Thursday, June 29, 2017

Drones to the rescue

Here it comes--CLEAR!!!
The American Heart Association estimates that in 2016, more than 350,000 people in the US went into cardiac arrest away from a hospital. Only 12% survived long enough to be treated in a hospital and released.

Clearly, the sources of a heart-restarting electric shock need to be brought closer to those whose heart has stopped.

If the shock can come within one minute, the chance of survival is 90%. But if it takes 10 minutes, the chance of survival is only 5%.

These days, malls, airports, schools, and other venues have an external defibrillator available.

If the patient is unlucky, the machine must come to him or her--usually via ambulance.

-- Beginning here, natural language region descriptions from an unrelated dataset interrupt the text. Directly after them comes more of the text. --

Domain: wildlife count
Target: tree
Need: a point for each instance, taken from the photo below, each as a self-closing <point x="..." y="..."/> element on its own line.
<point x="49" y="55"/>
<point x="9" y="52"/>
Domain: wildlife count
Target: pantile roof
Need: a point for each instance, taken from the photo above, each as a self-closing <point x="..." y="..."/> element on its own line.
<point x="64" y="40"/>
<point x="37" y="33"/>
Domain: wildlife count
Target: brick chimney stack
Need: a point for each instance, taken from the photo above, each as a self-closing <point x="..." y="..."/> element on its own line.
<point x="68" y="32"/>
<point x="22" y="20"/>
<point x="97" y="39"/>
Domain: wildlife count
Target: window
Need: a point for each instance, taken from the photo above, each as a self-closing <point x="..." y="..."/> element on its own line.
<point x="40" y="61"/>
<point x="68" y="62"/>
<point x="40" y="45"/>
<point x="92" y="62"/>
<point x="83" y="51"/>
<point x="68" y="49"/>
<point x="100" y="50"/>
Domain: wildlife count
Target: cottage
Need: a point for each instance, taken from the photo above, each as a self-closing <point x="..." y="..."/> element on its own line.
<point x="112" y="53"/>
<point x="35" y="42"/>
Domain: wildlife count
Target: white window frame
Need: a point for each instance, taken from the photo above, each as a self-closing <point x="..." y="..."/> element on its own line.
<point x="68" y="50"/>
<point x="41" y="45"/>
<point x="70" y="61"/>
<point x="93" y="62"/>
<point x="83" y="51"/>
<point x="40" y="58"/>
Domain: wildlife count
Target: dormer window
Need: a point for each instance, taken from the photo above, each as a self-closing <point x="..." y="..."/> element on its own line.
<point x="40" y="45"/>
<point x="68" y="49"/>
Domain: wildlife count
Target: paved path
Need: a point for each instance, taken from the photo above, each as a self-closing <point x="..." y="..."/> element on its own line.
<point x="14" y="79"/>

But what if a drone could zip it over?

Sound wacky--well, they are testing this at the Karolinska Institute in Stockholm.

The drone weighs 12.5 lbs and flies at 47 miles per hour.  It is painted with fluorescent paint and has LED lights on it so people can find it fast.

In the tests, the drone beats the ambulance 93% of the time. (They tested this in the field, stationing the drone at a fire state outside Stockholm and sending it off for cardiac arrests between 2006 and 2014.)

The drone saved around 16 minutes, which could be clinically significant.

Anyhow, the results were promising enough that the work continues.

Still sounds a little shaky to me, but if your heart stops, you would want to try anything.